Dan took the phone from me but didn’t do anything with it other than hold it at his side. It seemed to further relax him, though. After all, most murderers wouldn’t hand over evidence that could likely convict them.
“I don’t know,” he said after a slight pause. “She seemed normal enough. Weird, but normal.”
“Weird how?” I pressed, keeping my eye on the phone. I would need that back at some point.
“She kept talking to her cat like it was a person. I noticed people looking at her funny, but I thought it was kind of nice. Who’s to say cats can’t understand us, right?”
“Sure,” I said dismissively, happy Mom kept quiet on that one. While she thought revealing my secret pet-whispering ability would make for a great human-interest story, she at least respected that I’d prefer not to let the world in on my strange power. “Did you notice when she arrived in the dining car or when she left?”
“She came in right when we left the Bangor station,” Dan said, then nodded in confirmation. “I remember, because she was my first customer and it was just the two of us until you arrived a short while later.”

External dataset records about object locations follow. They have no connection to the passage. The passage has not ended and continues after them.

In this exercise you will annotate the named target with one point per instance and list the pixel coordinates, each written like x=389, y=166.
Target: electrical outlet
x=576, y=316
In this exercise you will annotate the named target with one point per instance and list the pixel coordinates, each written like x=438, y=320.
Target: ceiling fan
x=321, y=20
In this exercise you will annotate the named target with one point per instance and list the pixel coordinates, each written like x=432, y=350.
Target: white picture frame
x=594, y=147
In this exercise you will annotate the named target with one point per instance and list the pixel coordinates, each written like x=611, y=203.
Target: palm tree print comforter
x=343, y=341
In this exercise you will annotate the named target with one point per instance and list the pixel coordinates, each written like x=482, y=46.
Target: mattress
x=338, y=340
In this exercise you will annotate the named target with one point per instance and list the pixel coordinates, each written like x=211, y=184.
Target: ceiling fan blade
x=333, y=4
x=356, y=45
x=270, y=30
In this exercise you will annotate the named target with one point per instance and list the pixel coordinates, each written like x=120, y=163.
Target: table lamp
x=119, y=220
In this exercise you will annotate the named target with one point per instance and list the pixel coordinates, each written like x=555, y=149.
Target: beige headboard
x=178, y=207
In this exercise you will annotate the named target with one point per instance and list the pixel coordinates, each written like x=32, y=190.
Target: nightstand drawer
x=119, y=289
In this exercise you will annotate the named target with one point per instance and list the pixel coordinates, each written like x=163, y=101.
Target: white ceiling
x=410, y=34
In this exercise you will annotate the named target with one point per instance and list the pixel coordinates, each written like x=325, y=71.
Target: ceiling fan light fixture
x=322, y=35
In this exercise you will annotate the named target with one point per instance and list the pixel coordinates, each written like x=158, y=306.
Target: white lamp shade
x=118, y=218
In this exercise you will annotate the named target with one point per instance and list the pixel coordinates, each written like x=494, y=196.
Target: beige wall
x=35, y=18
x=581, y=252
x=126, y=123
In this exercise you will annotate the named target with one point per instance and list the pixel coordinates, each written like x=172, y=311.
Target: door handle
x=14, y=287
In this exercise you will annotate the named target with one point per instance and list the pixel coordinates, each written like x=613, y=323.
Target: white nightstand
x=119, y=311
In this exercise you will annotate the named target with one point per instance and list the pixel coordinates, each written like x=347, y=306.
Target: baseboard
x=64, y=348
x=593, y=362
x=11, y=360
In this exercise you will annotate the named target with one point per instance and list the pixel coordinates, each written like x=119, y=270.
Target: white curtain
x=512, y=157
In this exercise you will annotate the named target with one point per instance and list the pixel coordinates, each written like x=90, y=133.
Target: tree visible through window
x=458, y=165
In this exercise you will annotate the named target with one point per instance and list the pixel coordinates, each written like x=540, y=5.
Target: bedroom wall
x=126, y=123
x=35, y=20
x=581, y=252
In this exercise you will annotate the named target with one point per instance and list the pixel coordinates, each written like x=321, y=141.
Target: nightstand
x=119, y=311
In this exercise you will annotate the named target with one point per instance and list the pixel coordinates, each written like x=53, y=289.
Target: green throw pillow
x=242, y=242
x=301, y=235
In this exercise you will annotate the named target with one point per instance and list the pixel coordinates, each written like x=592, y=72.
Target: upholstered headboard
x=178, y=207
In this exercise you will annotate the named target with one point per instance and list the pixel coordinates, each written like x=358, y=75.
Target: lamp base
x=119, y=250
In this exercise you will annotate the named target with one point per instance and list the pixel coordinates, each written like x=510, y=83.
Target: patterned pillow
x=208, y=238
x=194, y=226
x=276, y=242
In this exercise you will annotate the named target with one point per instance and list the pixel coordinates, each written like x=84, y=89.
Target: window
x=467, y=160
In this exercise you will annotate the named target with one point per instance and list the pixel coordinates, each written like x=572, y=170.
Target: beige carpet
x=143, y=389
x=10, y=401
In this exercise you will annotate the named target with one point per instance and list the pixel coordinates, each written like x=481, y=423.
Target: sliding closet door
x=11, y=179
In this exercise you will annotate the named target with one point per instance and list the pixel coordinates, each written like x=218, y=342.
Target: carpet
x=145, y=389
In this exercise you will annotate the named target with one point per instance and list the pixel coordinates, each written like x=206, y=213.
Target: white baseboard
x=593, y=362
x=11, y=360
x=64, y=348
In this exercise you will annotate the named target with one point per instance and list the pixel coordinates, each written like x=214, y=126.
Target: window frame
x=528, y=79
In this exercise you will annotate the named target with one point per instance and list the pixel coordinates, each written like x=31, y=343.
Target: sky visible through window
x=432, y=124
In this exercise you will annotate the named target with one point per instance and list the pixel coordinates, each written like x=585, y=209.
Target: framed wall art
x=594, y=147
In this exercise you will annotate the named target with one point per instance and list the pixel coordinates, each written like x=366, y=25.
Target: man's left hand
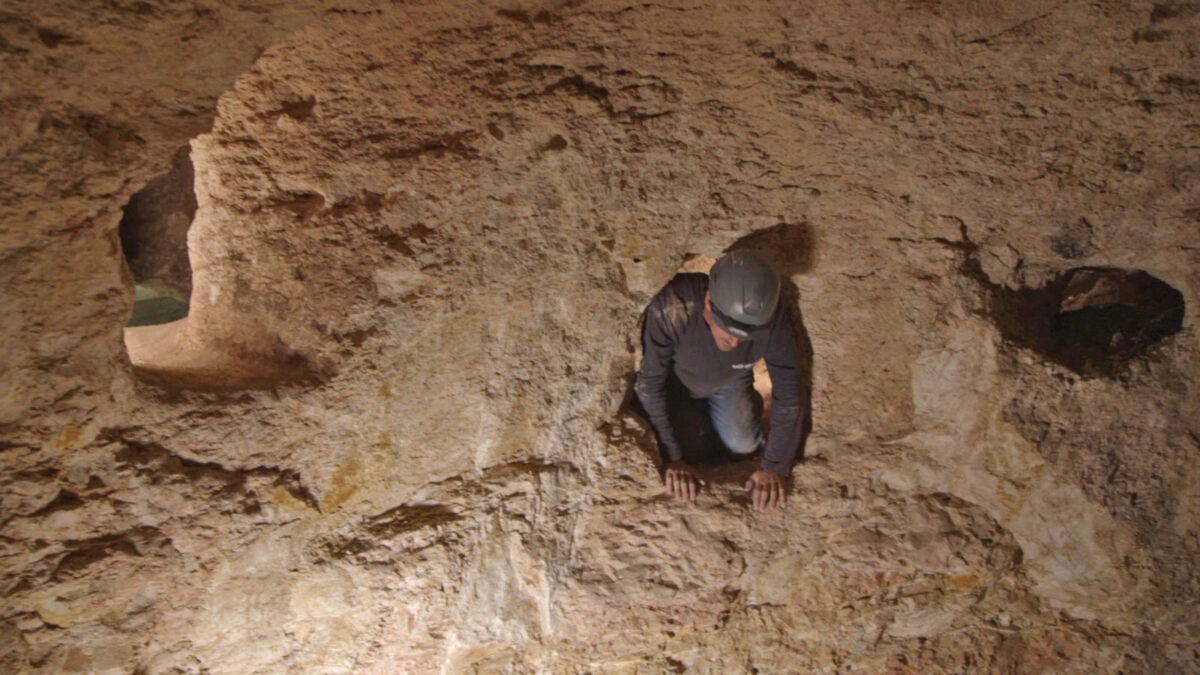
x=766, y=490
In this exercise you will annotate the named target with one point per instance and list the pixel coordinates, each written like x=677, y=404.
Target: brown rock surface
x=393, y=436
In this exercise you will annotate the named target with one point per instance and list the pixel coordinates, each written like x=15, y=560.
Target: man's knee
x=744, y=443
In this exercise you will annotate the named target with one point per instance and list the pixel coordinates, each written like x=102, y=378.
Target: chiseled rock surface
x=393, y=434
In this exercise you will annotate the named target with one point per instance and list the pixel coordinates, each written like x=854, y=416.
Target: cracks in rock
x=161, y=465
x=581, y=87
x=987, y=39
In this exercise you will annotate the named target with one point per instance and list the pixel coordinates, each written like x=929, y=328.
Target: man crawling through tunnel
x=701, y=339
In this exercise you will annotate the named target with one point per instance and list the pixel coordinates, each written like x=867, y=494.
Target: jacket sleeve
x=659, y=339
x=790, y=406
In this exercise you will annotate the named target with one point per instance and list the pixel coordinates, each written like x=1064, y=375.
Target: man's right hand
x=682, y=481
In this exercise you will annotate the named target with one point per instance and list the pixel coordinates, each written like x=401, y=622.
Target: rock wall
x=394, y=434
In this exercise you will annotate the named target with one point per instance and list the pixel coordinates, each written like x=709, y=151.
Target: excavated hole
x=159, y=336
x=791, y=248
x=1092, y=320
x=154, y=238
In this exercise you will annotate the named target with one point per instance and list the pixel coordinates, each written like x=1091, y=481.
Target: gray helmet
x=745, y=292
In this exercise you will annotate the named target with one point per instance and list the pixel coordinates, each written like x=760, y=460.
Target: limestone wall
x=393, y=435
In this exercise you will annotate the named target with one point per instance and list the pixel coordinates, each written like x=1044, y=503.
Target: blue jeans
x=729, y=420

“Did the two of you talk?”
“Just enough for her to place an order. It was a big one.”
“Could you tell me if—?”
The door swung open again, and in marched my father. The two cats followed him inside, and then a fourth figure joined us in the private room. Dad shut off his phone—not needing it now that Dan was here with his lantern—then made his way to Mom’s side.
The cats stayed quiet, watching us from near the doorway.
I couldn’t quite make out who the new person was, given that the brim of his hat cast his face in creepy shadows. But then he opened his mouth to talk, leaving no doubt as to his identity.